René Jacob, un simple boulanger, fils d’un charron et lui même marié et père de famille a dû tout quitter pour aller en guerre. Il a tout abandonné pour accomplir son destin.

Voilà qu’il perd la vie à Verdun en 1916.

Voici son histoire…

Dès le début, René perd ses repères et ne trouve pas les mots pour décrire son entourage. Il n’est pas habitué à une telle expédition. Une marche de ce genre n’est pas seulement physique, mais attaque aussi le moral. Il a parcouru un grand nombre territoires à pied, mais aussi avec le bateau. C’est quand il est arrivé au plateau du nord qu’il n’a pas crû à ses yeux.

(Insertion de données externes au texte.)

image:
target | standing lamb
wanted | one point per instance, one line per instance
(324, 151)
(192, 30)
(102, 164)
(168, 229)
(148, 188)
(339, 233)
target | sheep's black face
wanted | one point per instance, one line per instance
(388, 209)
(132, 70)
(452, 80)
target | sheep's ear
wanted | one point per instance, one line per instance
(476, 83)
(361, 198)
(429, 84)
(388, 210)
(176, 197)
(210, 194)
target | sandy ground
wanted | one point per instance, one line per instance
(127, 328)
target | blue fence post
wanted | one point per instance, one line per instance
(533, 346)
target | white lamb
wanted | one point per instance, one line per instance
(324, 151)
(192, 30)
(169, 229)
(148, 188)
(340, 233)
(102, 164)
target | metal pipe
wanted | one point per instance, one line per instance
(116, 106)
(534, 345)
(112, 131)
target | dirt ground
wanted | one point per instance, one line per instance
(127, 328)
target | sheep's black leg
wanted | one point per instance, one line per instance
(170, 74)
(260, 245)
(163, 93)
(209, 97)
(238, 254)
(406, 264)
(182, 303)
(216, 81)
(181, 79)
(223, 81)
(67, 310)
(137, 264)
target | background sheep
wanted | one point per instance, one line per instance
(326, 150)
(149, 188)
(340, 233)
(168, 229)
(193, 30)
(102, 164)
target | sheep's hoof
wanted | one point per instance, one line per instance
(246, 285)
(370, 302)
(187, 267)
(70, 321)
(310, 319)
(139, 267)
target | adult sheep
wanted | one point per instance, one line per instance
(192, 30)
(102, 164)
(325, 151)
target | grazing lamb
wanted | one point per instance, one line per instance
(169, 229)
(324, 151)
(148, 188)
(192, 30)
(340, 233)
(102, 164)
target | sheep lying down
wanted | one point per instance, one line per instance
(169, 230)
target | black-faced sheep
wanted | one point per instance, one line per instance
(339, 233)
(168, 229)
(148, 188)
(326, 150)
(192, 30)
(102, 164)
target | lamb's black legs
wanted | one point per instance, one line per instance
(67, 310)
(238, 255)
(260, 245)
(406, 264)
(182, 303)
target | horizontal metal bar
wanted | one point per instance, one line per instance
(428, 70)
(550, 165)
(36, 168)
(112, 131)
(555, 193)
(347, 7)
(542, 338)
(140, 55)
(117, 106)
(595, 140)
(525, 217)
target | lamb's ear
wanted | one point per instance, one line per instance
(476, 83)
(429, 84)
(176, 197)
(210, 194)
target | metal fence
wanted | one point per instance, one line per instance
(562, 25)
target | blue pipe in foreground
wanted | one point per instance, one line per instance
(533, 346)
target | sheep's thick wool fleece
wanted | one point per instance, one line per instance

L’angoisse l’envahit lorsqu’il aperçoit tous les cadavres. C’était horrible. Tout le monde connaît la série ‘ The walking dead ’. Imaginez-vous tous ces cadavres en vie réelle. C’est à ces images terrifiantes qu’il a dû faire face.

René est sous le choc et n’arrive pas à faire sortir un mot. Il ne lui reste qu’analyser les cadavres. Il explique que les cadavres avaient déjà changé de couleur. Les chaires étaient devenues noirâtres et verdâtres. À part la couleur du cadavre, il a dû apercevoir les différentes parties du corps qui ont quitté le corps lors de la bataille. Il y a des morceaux de corps, ainsi que des organes un peu par tout sur champ. Sous le soleil, l’odeur était d’autant plus insupportable. Il n’y a pas que des cadavres humains, mais aussi ceux des animaux. Comme chez la nourriture, lorsqu’elle est pourrie, les mouches commencent à envahir les cadavres. Les soldats sont morts dans leur position d’attaque. Cette odeur lui fait peur. Elle lui fait ressentir que la mort est omniprésente et qu’elle s’approche toujours plus.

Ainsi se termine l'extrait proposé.